# Today in the Fishroom~4/16/08 Blue Lab,Freddie,Rio Salto



## Aquamojo (Jan 4, 2003)

Two shots of the Blue Labridens from "Taninul". They are really doing well in the 300 gallon tank.



















I have the P. Fredrichsthali from Cenote Escondido in with them in the tank.










Close up of one of the Freddies. I have seven in the tank now. The largest is five inches.










Also...nothing special right now....elusive little bugger...H. Carpinte Sp "Rio Salto"










Metynsis...i have fifty or so in various tanks.

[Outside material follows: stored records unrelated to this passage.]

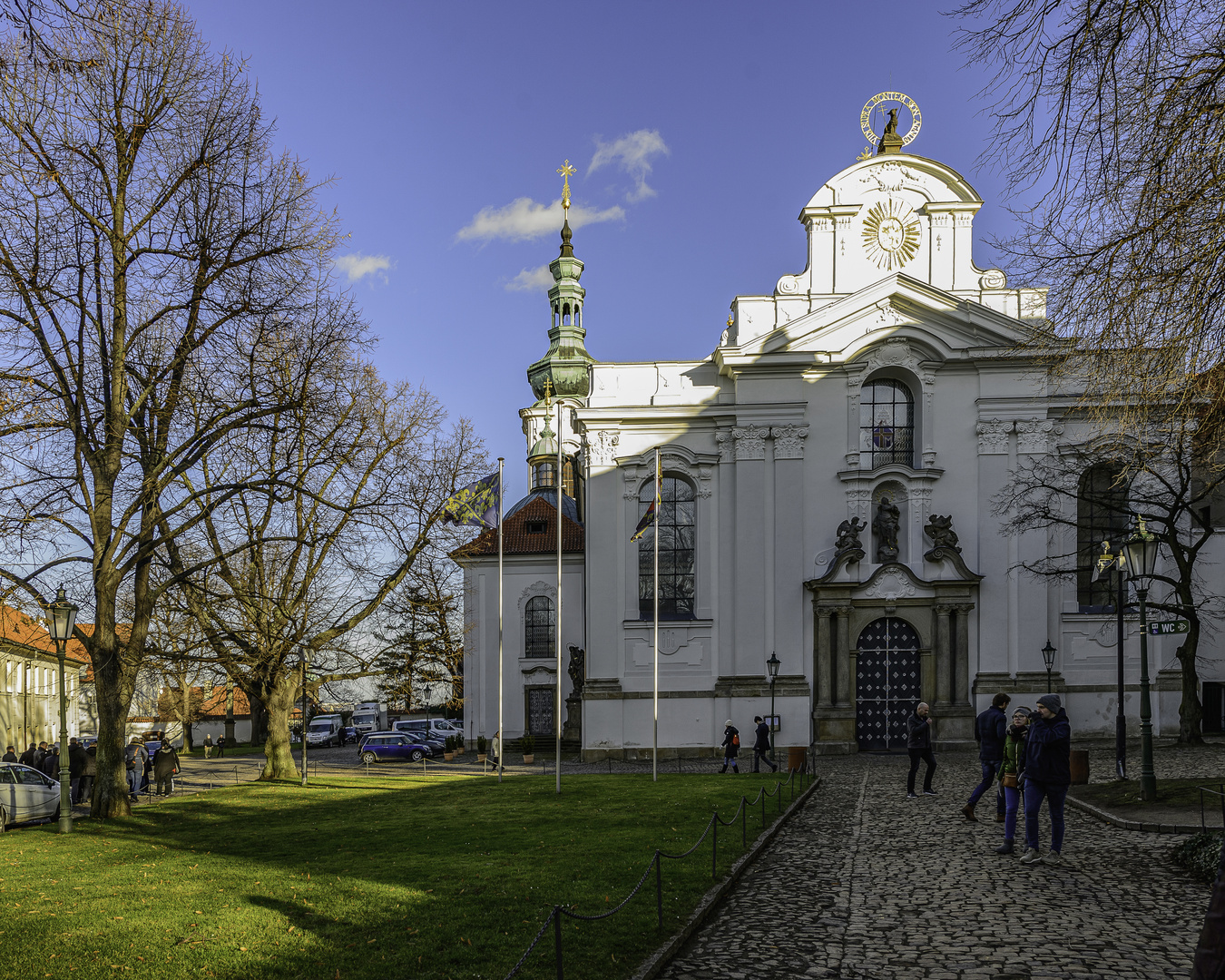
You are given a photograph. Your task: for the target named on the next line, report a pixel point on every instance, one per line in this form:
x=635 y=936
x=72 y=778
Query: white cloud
x=358 y=266
x=524 y=220
x=532 y=280
x=632 y=153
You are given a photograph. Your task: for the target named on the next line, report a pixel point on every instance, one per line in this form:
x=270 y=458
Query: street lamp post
x=1108 y=563
x=772 y=665
x=1049 y=659
x=304 y=717
x=1141 y=550
x=62 y=619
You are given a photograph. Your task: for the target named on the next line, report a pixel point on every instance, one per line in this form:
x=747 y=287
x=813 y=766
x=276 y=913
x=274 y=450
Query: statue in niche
x=577 y=668
x=848 y=535
x=886 y=524
x=941 y=532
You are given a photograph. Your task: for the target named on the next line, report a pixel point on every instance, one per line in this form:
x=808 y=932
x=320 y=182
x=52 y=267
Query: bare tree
x=342 y=496
x=1110 y=119
x=1169 y=475
x=154 y=254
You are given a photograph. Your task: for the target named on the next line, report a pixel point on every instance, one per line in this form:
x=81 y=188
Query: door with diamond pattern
x=887 y=683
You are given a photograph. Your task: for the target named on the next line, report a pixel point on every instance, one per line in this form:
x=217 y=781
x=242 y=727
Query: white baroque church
x=828 y=475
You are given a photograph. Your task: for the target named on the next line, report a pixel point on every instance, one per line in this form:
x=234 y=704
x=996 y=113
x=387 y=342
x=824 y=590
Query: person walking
x=91 y=774
x=1011 y=770
x=165 y=765
x=989 y=731
x=76 y=769
x=52 y=763
x=1046 y=774
x=135 y=757
x=730 y=746
x=761 y=746
x=919 y=746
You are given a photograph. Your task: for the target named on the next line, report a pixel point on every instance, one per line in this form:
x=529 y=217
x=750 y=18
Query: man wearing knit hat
x=1047 y=776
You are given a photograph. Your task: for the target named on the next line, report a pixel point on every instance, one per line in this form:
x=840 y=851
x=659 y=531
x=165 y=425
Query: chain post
x=659 y=888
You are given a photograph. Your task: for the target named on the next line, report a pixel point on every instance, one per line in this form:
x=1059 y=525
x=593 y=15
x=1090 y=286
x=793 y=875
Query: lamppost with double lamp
x=772 y=665
x=62 y=619
x=1141 y=552
x=1049 y=659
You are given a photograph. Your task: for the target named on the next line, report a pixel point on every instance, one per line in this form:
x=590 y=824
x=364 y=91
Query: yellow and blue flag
x=648 y=518
x=475 y=504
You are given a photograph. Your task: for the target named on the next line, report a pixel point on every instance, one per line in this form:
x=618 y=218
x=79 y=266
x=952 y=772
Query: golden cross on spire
x=566 y=171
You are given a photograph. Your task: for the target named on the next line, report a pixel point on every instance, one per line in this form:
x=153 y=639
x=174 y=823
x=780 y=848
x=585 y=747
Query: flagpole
x=557 y=710
x=501 y=738
x=654 y=755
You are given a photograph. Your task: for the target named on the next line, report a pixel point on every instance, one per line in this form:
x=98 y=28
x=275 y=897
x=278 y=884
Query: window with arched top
x=1102 y=514
x=886 y=423
x=539 y=627
x=678 y=532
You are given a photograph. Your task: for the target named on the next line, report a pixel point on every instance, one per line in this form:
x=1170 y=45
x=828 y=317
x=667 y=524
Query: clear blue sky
x=444 y=125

Great dither fish.










H. Labridens from Media Luna:


----------



## FAMILYOFFISHLOVERS (Mar 15, 2008)

great pics! :thumb:

i love the green in the last one! opcorn:


----------



## Reiner (Jul 17, 2002)

Very nice fish. Are the green and the blue labs in the same tank? My guess is that they are not but I wanted to ask anyways.


----------



## RDFISHGUY (Mar 21, 2005)

Nice fish and pics. I always look forward to your posts.


----------



## Tybo (Mar 18, 2007)

Great pics! :thumb:


----------



## Aquamojo (Jan 4, 2003)

Reiner said:


> Very nice fish. Are the green and the blue labs in the same tank? My guess is that they are not but I wanted to ask anyways.


That is correct. Seperate tanks.

Thanks.


----------



## CrazyCichlid (Sep 22, 2002)

MoJo! nice pics as always!
cc


----------